Fortrea COO Vesting and Sell-to-Cover: 7,156 RSUs Settled, 3,155 Sold
Rhea-AI Filing Summary
Mark A. Morais, Chief Operating Officer of Fortrea Holdings Inc. (FTRE), reported settlement of restricted stock units (RSUs) and a related sell-to-cover transaction. On 09/08/2025, 7,156 RSUs vested and were settled into 7,156 shares of Common Stock at no cash price. On 09/09/2025 the reporting person sold 3,155 shares at a weighted average price of $10.23 to satisfy tax withholding obligations under the company’s equity plan. After these transactions the reporting person beneficially owned 56,976 shares of Common Stock directly and 4,625 indirectly through a spouse, with 7,156 RSUs settled and an aggregate 81,476 RSUs/underlying shares noted as held. The sales were described as mandatory "sell-to-cover" actions, not discretionary trades.
Positive
- Clear disclosure of RSU vesting, settlement and mandatory sell-to-cover transaction, including weighted-average sale price range ($10.02–$10.44).

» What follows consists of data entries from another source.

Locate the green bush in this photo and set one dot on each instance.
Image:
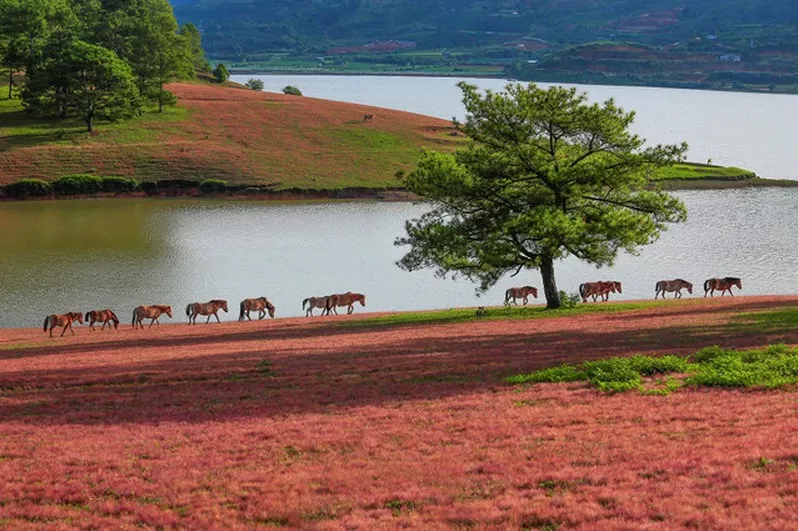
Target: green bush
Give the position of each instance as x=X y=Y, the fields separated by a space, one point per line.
x=292 y=90
x=563 y=373
x=78 y=185
x=29 y=188
x=119 y=184
x=221 y=73
x=212 y=186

- Reporting person retains significant ownership after transactions (56,976 shares directly and 4,625 indirectly), indicating continued alignment with shareholders.
Negative
- None.
Insights
TL;DR: Officer vested RSUs and executed a routine sell-to-cover; transaction is administrative, not an active liquidity signal.
The Form 4 discloses a scheduled vesting event converting 7,156 RSUs to common shares on 09/08/2025 followed by a mandated sale of 3,155 shares on 09/09/2025 to satisfy tax withholding. The weighted average sale price was $10.23 across multiple trades. These actions are consistent with plan-driven tax withholding and do not reflect discretionary insider selling. Holdings after the transactions show direct beneficial ownership of 56,976 shares and indirect ownership of 4,625 shares, with additional RSU-related counts reported. For investors, this filing documents routine equity compensation mechanics rather than a change in corporate outlook.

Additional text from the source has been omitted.